Are Santa

Peary Caribou © J Nagy/GNWT

Just as Santa is making his list and checking it twice, Dasher and Dancer’s brethren may need a boost from the Endangered Species Act. Populations of peary and dolphin-union caribou, better known as reindeer, are significantly lower than they were just a few decades ago, a result of severe weather events and climate change. To protect the species, the International Fund for Animal Welfare (IFAW) filed a petition in September asking the Fish and Wildlife Service to list the species under the ESA. The deadline for the government to respond is just in time for Christmas.

“The current science we’ve seen show that caribou are affected by climate change throughout their circumpolar region,” says Nathan Herschler, a legal fellow with IFAW. “What we’re seeing right now that is that extreme weather events are really increasing, freezing rain effectively locking them out of their food sources,” like lichen, he says.
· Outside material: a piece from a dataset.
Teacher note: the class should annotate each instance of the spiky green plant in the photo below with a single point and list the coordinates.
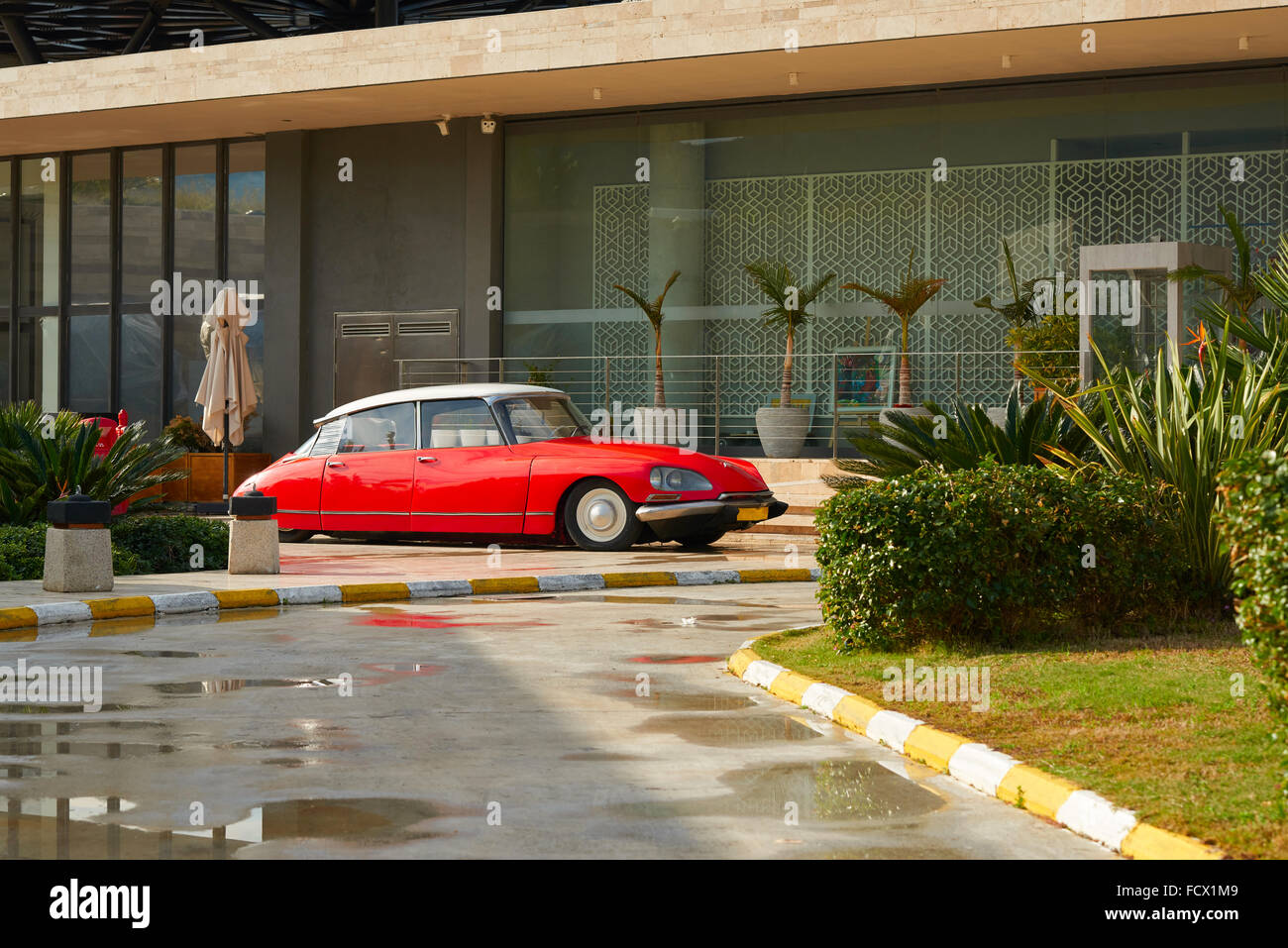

Peary caribou, which have been most severely affected, are the bellwether of change, he says. In the late 1960s, there were as many as 50,000 individuals roaming the Canadian Arctic. Now, just 50 years later, there are an estimated 7,800. That may not seem like a small number when Santa only needs eight to pull his sleigh, but if the genetic pool gets too small, there may not be enough diversity to keep the population viable.

Other pressures like oil development, mining, and over harvesting are also threatening the reindeer. Combined with climate change, those factors could prove lethal for Rudolph’s descendants.

“Listing the species under the Endangered Species Act will not only bring international awareness to the plight of these species, but will also impose restrictions on the importation of either the animal or its parts, heightening and hopefully acting as a catalyst for global action to save them from extinction,” reads the press release.

“We would hope that he FWS recognizes the science that we’ve presented them and list the species as endangered under the ESA,” says Herschler. We’re gonna find out if they’re naughty or nice on December 16th.